Members of Canada’s Olympic women’s soccer team told a committee of MPs Thursday that their program is stalling because of a lack of support from their governing body.
The team, like its male counterpart, is embroiled in a bitter labor dispute with Canada Soccer, the sport’s governing body. Team captain Christine Sinclair and players Janine Beckie, Sophie Schmidt and Quinn put their case before members of the heritage committee on Thursday.
“There is no greater honor as an athlete than to step onto the stage and represent our country,” Sinclair said in her opening remarks. “These were some of the best moments of our lives. But they didn’t come without disappointment.”
WATCHES | ‘We don’t trust Canada Soccer:’ Christine Sinclair
Addressing a heritage committee hearing looking into safe sports, Team Canada Women’s captain Christine Sinclair describes a meeting she and her teammates had with Canada Soccer officials to negotiate their compensation.
The players issued a scathing critique of Canada Soccer, saying the organization paid male players five times more than female players in 2021. But they said equal pay is only one part of their fight.
They said the women’s program receives less support overall. They said the team has held training camps without fully staffed medical and training teams.
“We as players sometimes have to make choices about what medical treatments to get when staff physical therapists are stretched,” Quinn said. They added that the team also had to reduce the number of players in camp, making it unable to run full-court drills.
Members of the women’s team say they want the same support and backing ahead of this summer’s World Cup in Australia and New Zealand as the men’s team received ahead of their football showcase last year in Qatar. Both teams want Canada Soccer to open its books and explain why its schedules are being cut this year.
“We’ve…succeeded with less and were expected to do more with less,” Becky said. “We are so sick and tired of having to fight the same battle.”
Sinclair told the committee she brought the team’s concerns to former Canada Soccer president Nick Bontis last year but was largely ignored.
“The president of Canada Soccer listened to what I had to say and then in the meeting he referred to it again as ‘What was that thing Christine was doing?’ said Sinclair.
Members of the women’s team, whose previous labor agreement expired at the end of 2021, have reached an agreement in principle with Canada Soccer on compensation for 2022, but say other issues have yet to be resolved.
An MP called the situation a “shame”
Conservative MP and committee member Kevin Waugh said the way the group was treated was “disgraceful”.
“I have a granddaughter who plays soccer because of you,” she said. “It’s not because of the men’s team [Canada Soccer]. It’s because of the Canadian women’s soccer team — what you’ve accomplished over the last ten-plus years.”
Liberal MP Lisa Hepfner noted the meeting was the day after International Women’s Day and asked the players if they could think of any logical reason why Canada Soccer would provide less support to the women’s team.
“Does it cost less to train players?” Heppner asked.
“No. We play with the same size ball, we kick the same size goal, we play on the same size field, we play for the same minutes,” Beckie replied.
The players also said the issues with Canada Soccer go beyond the national team. Schmidt told MPs the organization is responsible for growing women’s soccer in Canada, but has cut youth programming.
“Canada Soccer is treating the women’s game as an afterthought,” he said, adding that failure to grow the game would jeopardize the future of the national team.
“The player development system is broken and women make the national team by accident, not by design,” she said.
Canada Soccer released details of the proposed collective bargaining agreement with both national teams on Thursday, saying it’s time to get the deal done.
“We negotiated in good faith and we want to reach a solution with our national teams. To get there, we need both of our national teams to agree. Our women deserve to be paid equally and they deserve financial certainty going into the World Cup FIFA Women’s 2023,” Canada Soccer general secretary Earl Cochrane said in a media statement.

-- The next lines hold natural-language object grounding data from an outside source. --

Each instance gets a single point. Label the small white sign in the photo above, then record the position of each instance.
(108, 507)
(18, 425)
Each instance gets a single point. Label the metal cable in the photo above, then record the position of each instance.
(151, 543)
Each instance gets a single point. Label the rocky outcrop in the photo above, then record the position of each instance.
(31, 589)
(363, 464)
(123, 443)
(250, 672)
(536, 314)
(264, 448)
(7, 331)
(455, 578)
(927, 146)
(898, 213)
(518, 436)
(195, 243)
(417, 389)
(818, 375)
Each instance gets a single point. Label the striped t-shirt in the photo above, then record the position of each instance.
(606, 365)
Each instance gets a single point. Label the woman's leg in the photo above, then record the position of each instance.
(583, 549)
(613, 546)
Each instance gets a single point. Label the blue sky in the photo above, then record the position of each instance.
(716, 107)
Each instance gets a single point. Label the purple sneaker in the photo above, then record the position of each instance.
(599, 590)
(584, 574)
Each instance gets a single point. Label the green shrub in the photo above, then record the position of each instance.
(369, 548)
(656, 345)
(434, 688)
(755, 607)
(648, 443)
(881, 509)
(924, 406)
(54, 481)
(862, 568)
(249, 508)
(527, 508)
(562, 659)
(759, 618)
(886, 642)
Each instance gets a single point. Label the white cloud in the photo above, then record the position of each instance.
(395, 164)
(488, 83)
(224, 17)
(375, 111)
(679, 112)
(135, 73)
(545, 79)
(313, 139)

Canada Soccer says the proposed labor agreement would pay both teams the same match fee, with the teams sharing equally in match prize money. And it says the Olympic women’s team will become the second-highest-paid women’s national team among FIFA’s 211 member confederations, possibly behind leaders the USA.

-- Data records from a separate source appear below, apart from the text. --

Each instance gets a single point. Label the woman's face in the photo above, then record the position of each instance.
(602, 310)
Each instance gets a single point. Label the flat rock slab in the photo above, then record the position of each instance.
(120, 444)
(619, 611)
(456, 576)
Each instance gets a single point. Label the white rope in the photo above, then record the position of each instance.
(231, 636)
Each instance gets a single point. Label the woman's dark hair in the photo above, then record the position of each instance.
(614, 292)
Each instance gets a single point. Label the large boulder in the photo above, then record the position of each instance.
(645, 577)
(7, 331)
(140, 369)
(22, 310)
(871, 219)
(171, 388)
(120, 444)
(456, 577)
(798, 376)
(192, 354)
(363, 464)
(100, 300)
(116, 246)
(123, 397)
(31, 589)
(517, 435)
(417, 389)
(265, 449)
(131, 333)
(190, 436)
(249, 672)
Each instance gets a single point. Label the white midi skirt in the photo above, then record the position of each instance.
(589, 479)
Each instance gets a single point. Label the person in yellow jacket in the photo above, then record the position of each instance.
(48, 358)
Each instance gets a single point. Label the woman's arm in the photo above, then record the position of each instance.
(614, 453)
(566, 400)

But Canada Soccer acknowledges that equal pay doesn’t mean equal dollars when it comes to team budgets, saying the men’s FIFA World Cup competition calendar and qualifying run has “very different costs.”
The players were asked what they did about Canada Soccer’s preemptive release of the proposed deal.

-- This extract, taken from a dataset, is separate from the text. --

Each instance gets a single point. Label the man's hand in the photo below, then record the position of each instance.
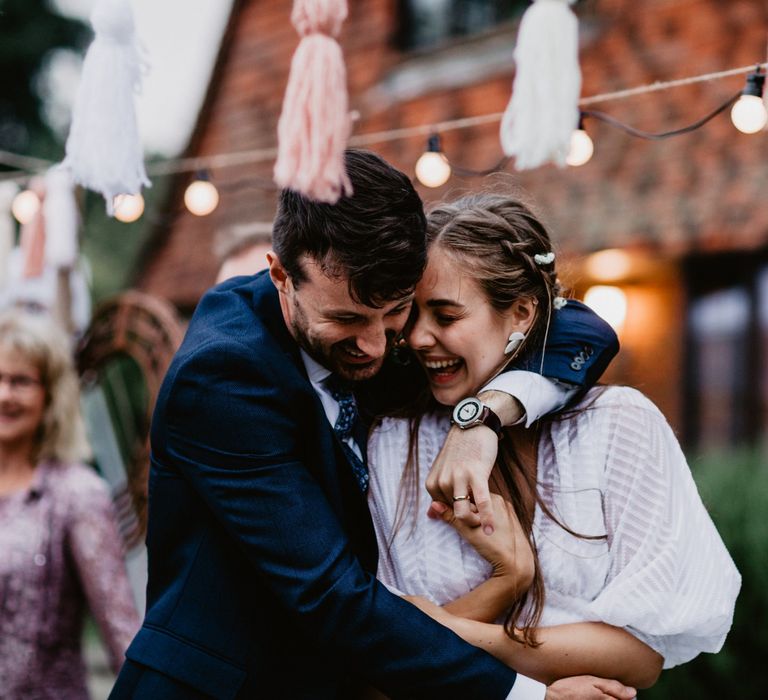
(507, 550)
(588, 688)
(464, 464)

Becky said they felt “disrespected” by the release of information that was meant to be kept at the negotiating table, adding that some of the information Canada Soccer released Thursday was new to them. He said he would say no more on the matter.
“We don’t think it’s the right place to stoop to that level,” he said. “We’re here to talk about it [equity] theme.”
Canada Soccer officials are scheduled to appear before the commission on March 20.